White said Provo would naturally be the center point since it is the county seat. He thinks that is purely logical.

Washburn isn't so sure that's obvious, so there might be a fight right there.

Granted, Utah County has a lot of address quirks.

One is the diagonal course that State Street/ U.S. 89 — a major thoroughfare — takes as it passes through Orem. The angled passage puts some west-side streets suddenly on the east side.

And, there's the confusion created where the city boundaries between Lindon and Orem merge. A motorist driving east on a street with a south designation suddenly finds himself on a north designated street simply by crossing the boundary line.
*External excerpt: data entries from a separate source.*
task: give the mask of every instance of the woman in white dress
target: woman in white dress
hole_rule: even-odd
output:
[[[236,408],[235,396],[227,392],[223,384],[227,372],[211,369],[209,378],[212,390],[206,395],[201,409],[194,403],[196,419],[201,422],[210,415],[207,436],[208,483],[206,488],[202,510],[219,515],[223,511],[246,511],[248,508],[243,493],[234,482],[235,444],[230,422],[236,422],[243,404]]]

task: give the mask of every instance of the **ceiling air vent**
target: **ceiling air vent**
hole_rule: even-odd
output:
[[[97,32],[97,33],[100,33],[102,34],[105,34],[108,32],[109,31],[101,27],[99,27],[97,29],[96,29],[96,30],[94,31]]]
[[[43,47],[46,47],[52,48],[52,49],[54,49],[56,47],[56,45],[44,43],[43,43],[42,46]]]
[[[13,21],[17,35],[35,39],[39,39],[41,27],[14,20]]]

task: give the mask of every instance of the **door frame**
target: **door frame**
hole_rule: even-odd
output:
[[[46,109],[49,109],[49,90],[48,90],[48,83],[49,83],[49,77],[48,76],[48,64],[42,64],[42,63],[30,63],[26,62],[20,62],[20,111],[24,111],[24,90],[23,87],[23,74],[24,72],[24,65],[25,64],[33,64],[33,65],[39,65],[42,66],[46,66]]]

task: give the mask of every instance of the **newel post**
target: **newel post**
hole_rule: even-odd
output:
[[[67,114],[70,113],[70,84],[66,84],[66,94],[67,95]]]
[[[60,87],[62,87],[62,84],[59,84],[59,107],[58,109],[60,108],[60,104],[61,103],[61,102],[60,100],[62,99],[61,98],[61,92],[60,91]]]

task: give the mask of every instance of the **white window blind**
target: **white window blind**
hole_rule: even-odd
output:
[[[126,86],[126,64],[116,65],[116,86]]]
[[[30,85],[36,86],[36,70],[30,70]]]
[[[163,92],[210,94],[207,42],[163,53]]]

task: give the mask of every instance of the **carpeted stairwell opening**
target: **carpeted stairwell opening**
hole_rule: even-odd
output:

Then there's the fun of trying to reach a south Orem location only to find you are now deep in the heart of Provo. Surprise!

And someone heading to Woodland Hills might find himself briefly but effectively in Salem — if only for a few feet.

Such scenarios can certainly be aggravating, and for those driving a firetruck or an ambulance, it can be costly in terms of time.

But it wouldn't be easy and it wouldn't be cheap — especially for homeowners with house numbers embedded in stone or on granite markers and cities that would be making mass changes in street signage.

Some businesses, like Nu Skin International, could lose trademark addresses like One Center Street.

It's a given that some mail would be lost during the transition — things like invitations to a 50th class reunion or wedding invitations that were sent based on old databases.

White said the idea is just food for thought.